Often, parents of a child with special needs worry about their child’s ability to qualify for assistance. Not everyone with special needs is a child, though. Sometimes, adults with disabilities want to set up a special needs trust with themselves as the beneficiaries so that they can qualify for government assistance. For example, a person who suffers a catastrophic injury in a car accident may want to set up a trust and fund it with the insurance settlement or court judgment.
Fortunately, the Special Needs Trust Fairness Act allows people to do just that.
Before this legislation, only parents, guardians, grandparents or the court could create special needs trusts. As a result, people often had to apply to the court, which caused delays and came with expenses, or else seek a family member to take care of the paperwork on their behalf.
Only people between the ages of 18 and 64 may set up a first party special needs trust. As with any estate planning tools, the person must be mentally competent. For a will, this means people need to be able to understand what they are doing, what they own and who the will affects through inclusions and exclusions. The measure for testamentary capacity is greater for trusts because these contracts are more complex.

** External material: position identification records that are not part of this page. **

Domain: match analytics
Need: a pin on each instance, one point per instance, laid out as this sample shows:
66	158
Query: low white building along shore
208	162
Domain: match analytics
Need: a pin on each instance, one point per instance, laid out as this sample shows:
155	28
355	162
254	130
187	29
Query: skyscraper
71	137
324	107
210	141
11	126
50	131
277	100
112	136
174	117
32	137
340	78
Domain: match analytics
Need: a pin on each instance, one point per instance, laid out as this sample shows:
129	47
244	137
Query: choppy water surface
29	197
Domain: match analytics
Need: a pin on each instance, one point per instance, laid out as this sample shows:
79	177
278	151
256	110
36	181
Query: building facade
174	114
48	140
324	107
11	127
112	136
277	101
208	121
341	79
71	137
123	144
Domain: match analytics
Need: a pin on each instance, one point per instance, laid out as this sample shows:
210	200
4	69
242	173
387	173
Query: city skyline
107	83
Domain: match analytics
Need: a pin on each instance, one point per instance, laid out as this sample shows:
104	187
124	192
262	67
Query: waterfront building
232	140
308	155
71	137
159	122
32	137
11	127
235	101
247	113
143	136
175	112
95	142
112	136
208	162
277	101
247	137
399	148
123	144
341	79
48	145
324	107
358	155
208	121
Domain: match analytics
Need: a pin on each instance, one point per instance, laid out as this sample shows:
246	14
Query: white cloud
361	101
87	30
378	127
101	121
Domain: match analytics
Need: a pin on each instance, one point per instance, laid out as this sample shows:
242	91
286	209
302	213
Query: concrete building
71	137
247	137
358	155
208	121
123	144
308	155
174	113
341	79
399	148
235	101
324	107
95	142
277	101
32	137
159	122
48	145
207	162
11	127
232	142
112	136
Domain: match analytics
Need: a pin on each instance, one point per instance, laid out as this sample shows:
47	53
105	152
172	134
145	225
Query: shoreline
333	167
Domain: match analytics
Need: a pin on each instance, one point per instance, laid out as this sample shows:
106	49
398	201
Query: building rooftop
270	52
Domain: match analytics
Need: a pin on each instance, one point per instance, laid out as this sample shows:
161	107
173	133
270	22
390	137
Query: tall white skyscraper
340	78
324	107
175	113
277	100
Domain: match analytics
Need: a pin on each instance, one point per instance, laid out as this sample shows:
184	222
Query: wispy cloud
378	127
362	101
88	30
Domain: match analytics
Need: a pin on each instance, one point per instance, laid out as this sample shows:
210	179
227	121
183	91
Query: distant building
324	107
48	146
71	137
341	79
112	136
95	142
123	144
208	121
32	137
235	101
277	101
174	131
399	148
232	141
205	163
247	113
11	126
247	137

People who set up trusts must be able to communicate either verbally or by other means, and must understand how the trust affects their rights and responsibilities, and any duties the trust imparts to them. They must understand the likely consequences of creating the trust, and what risks, alternatives and benefits come from creating it.
Because the assets in the trust allow the person to qualify for government assistance, when the beneficiary dies, the money in the trust must go back to the state. The California Department of Health Care Services may recover up to the amount that covers the assistance the beneficiary received from Medi-Cal.